Account data: Retained for the duration of your account plus 3 years post-closure for legal compliance. Billing records: Retained for 8 years as required under the Companies Act, 2013 and GST laws. Usage telemetry: Retained per your plan (3 days on Starter, 90 days on Pro, custom on Enterprise). You may request earlier deletion. Support communications: Retained for 3 years from the date of resolution. When data is no longer required, we securely delete or anonymize it.

We implement the "reasonable security practices and procedures" required under Rule 8 of the SPDI Rules, 2011, which include: • AES-256 encryption for data at rest • TLS 1.3 for all data in transit • Multi-factor authentication on all internal systems • Role-based access control (RBAC) — least-privilege principle • Regular security audits and penetration testing • Incident response plan aligned with CERT-In (Computer Emergency Response Team India) guidelines In the event of a personal data breach, we will notify affected Data Principals and the Data Protection Board as required by the DPDP Act, 2023.

Our primary infrastructure is hosted in India (AWS ap-south-1, Mumbai). Where we transfer data outside India, we ensure appropriate safeguards are in place as required by Section 16 of the DPDP Act, 2023 and any rules notified by the Central Government thereunder. We will update this section promptly if cross-border transfer restrictions change under applicable law.

We use the following cookies: **Essential Cookies:** Required for authentication, session management, and security. Cannot be disabled without breaking core functionality. **Analytics Cookies:** Anonymized, aggregated data about how visitors use our website.
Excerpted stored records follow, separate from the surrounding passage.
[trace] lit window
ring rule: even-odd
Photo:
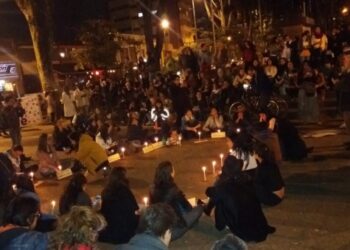
[[[137,13],[137,16],[141,18],[141,17],[143,17],[143,13],[139,12],[139,13]]]

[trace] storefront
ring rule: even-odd
[[[15,62],[0,62],[0,93],[13,93],[20,97],[23,93],[21,70]]]

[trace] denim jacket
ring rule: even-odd
[[[1,236],[1,234],[0,234]],[[7,246],[0,246],[3,250],[46,250],[48,237],[46,234],[28,231],[10,241]]]

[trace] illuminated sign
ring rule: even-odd
[[[0,63],[0,77],[18,77],[15,63]]]

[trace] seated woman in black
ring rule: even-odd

We use privacy-first analytics that do not track individual users across sites. You may opt out by enabling "Do Not Track" in your browser. **Preference Cookies:** Remember your settings (e.g., pricing toggle preference). Can be cleared by clearing browser cookies. We do not use advertising cookies or third-party tracking pixels. We do not participate in behavioural advertising networks.
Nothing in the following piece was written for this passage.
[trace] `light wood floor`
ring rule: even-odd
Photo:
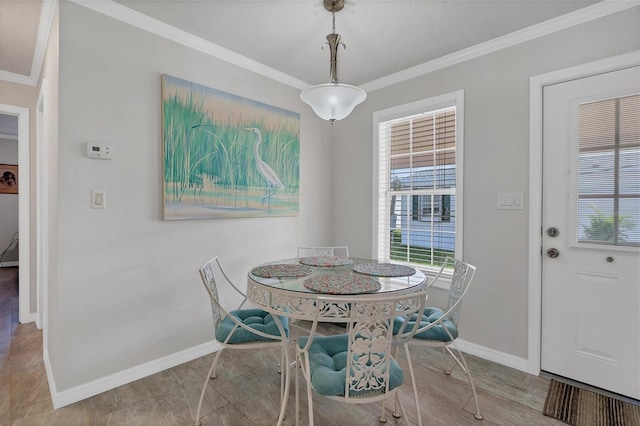
[[[212,355],[54,410],[42,361],[42,332],[34,324],[18,324],[17,268],[0,269],[0,425],[190,425]],[[292,333],[296,333],[292,328]],[[339,332],[329,326],[326,332]],[[483,421],[473,417],[468,382],[454,370],[440,371],[441,354],[412,352],[424,425],[556,425],[542,415],[549,380],[468,356],[477,382]],[[273,351],[225,351],[218,378],[211,380],[203,425],[274,425],[279,411],[278,355]],[[405,365],[403,356],[399,356]],[[408,382],[408,380],[407,380]],[[293,381],[292,381],[293,396]],[[303,394],[304,395],[304,394]],[[388,416],[388,425],[415,425],[411,388],[402,401],[408,419]],[[308,424],[305,397],[302,424]],[[295,419],[289,399],[286,425]],[[379,406],[346,405],[314,397],[318,426],[379,425]]]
Our services are not directed at children below the age of 18 years. We do not knowingly collect personal data from children. Under the DPDP Act, 2023, we will implement verifiable parental consent mechanisms before processing data of children if any such use case arises. If you believe we have inadvertently collected data from a child, please contact our Grievance Officer immediately.

In accordance with the Information Technology Act, 2000 and the Digital Personal Data Protection Act, 2023, we have designated a Grievance Officer: **Name:** Pankaj Kumar **Designation:** Grievance Officer & Founder **Organisation:** CuriousDevs **Email:** grievance@curiousdevs.com **Phone:** +91 8171268630 **Response Time:** Within 30 days of receipt of complaint If your grievance is not resolved within 30 days, you may approach the Data Protection Board of India (once operationalized under the DPDP Act, 2023) or seek other legal remedies available under Indian law.

We may update this Policy from time to time to reflect changes in law, our services, or our practices. We will notify registered users of material changes via email at least 30 days before the change takes effect, or obtain fresh consent where required. The "Last Updated" date at the top of this page reflects the most recent revision.